Por supuesto, alguien tiene que ganar y las reglas del juego están claras. ¿Cómo premiar a todos cuando la ciencia se construye en conjunto? ¿Cómo elegir quién fue “el primero”, cuando al mismo tiempo, en diferentes partes del mundo, varios grupos de investigadoes pueden estar tratando de dilucidar la misma cuestión en una carrera por publicar primero?
De hecho, cuando en 2020 el Nobel de Química fue para Jennifer Doudna y Emmanuelle Charpentier por “descubrir el método de edición genética CRISPR” —una revolucionaria herramienta que seguramente en el futuro cercano nos permita “reparar” el ADN y curar lo que hoy es incurable—, en el camino quedaron otros. Uno fue el japones Yoshizumi Ishino, que en 1987 detectó por primera vez las secuencias genéticas que se repetían en el genoma de bacterias y que luego fue la base del trabajo de Doudna y Charpentier. Otro fue el español Francisco Mojica, que en los años 90 se dedicó a entender esas secuencias e incluso acuñó el nombre que hoy hace famosa a esta técnica.

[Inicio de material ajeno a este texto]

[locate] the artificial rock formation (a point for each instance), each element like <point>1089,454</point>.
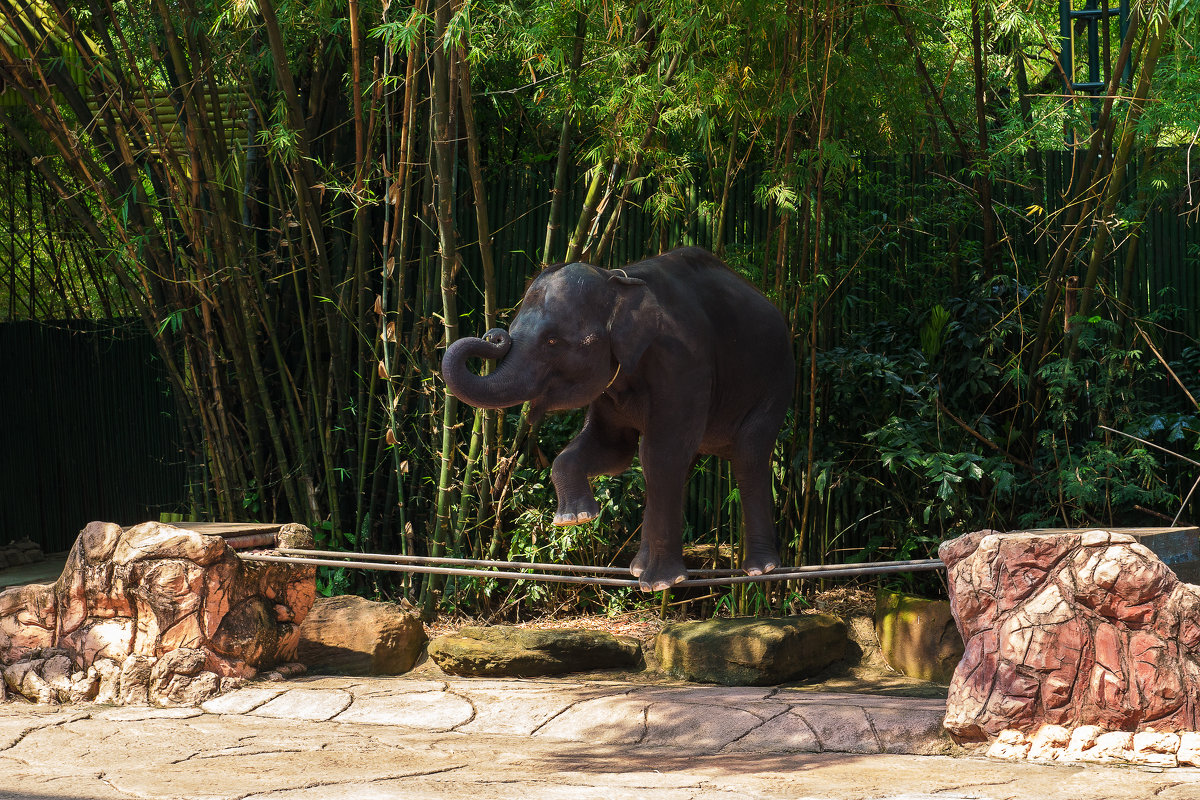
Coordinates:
<point>353,636</point>
<point>751,651</point>
<point>514,651</point>
<point>1071,630</point>
<point>153,614</point>
<point>917,636</point>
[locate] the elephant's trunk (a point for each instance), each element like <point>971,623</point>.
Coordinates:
<point>504,388</point>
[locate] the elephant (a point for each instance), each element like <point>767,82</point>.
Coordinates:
<point>673,356</point>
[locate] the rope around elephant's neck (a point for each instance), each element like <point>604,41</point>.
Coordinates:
<point>613,377</point>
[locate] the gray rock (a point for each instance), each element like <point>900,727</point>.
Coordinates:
<point>750,651</point>
<point>354,636</point>
<point>516,651</point>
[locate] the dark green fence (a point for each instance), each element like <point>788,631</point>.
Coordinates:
<point>87,431</point>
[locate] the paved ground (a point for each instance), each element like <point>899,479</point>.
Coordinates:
<point>402,738</point>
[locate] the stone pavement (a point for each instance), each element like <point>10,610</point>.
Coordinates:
<point>403,738</point>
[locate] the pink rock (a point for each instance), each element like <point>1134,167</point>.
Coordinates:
<point>1071,630</point>
<point>153,540</point>
<point>132,602</point>
<point>1188,755</point>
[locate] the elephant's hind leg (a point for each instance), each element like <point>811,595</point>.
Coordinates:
<point>600,449</point>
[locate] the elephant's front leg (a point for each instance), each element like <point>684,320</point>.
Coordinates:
<point>666,461</point>
<point>600,449</point>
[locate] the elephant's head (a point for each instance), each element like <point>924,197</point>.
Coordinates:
<point>577,325</point>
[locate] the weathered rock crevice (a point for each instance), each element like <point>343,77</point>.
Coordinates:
<point>1071,630</point>
<point>151,614</point>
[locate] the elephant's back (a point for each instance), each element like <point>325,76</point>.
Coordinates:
<point>691,281</point>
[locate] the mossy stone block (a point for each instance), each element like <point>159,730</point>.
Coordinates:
<point>917,636</point>
<point>751,651</point>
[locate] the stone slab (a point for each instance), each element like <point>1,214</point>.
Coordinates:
<point>316,704</point>
<point>603,720</point>
<point>243,701</point>
<point>419,710</point>
<point>690,727</point>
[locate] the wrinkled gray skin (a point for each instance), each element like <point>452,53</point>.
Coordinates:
<point>673,356</point>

Al final, fueron Doundna y Carpentier las que transformaron ese conocimiento en una aplicación y por eso la Academia Sueca de Ciencias decidió otorgarles el Nobel. Para la historia, Mojica e Ishino serán, como mucho, ganadores morales.
¿Entonces hay algo malo en los Nobel? En lo personal siempre me entusiasman. Casi como si pudiera ganar uno, y aún cuando sé que tiene aspectos menos luminosos (como la casi nula presencia femenina ya histórica), espero cada año la revelación del nombre que me llevará a conocer más sobre los resultados de la maravillosa mente humana (colectiva) en acción.
¿Qué mejor oportunidad para que la sociedad se acerque a una labor científica que hoy nos permite estudiar el ADN de un organismo que vivió hace miles de años y entender a la especie humana desde un punto de vista genético? ¿Qué chances de conocer más sobre los genes que heredamos de los Neandertales? ¿Y por qué eso no puede interesar? Pääbo ganó este año por ayudarnos a entender mejor nuestro genoma. Clauser, Aspect y Zeilinger por la segunda “revolución cuántica”, que tiene que ver con procesar y transmitir información utilizando las leyes de la física cuántica. La primera revolución cuántica, liderada hace un siglo por Albert Einstein, Max Planck y Niels Bohr, entre otros, aportó las bases teóricas de la mecánica cuántica que hizo posible el desarrollo de lásers y materiales semiconductores que hoy están en el corazón de computadoras y celulares, pero también lavadoras y televisiones. Imaginen entonces lo que podrá deparar la segunda revolución.
Sin embargo, además del regocijo de ver e imaginar el avance del conociemiento, lo que más me emocionó fue la frase que este martes dijo Zeilinger: “Este premio es un estímulo para los jóvenes: el premio no sería posible sin los más de 100 jóvenes que han trabajado conmigo a lo largo de los años”.
Así, aún en el anonimato, este reconocimiento recuerda que la ciencia es colectiva, acumulativa y, gracias a la mente humana, siempre tiene nuevos horizontes.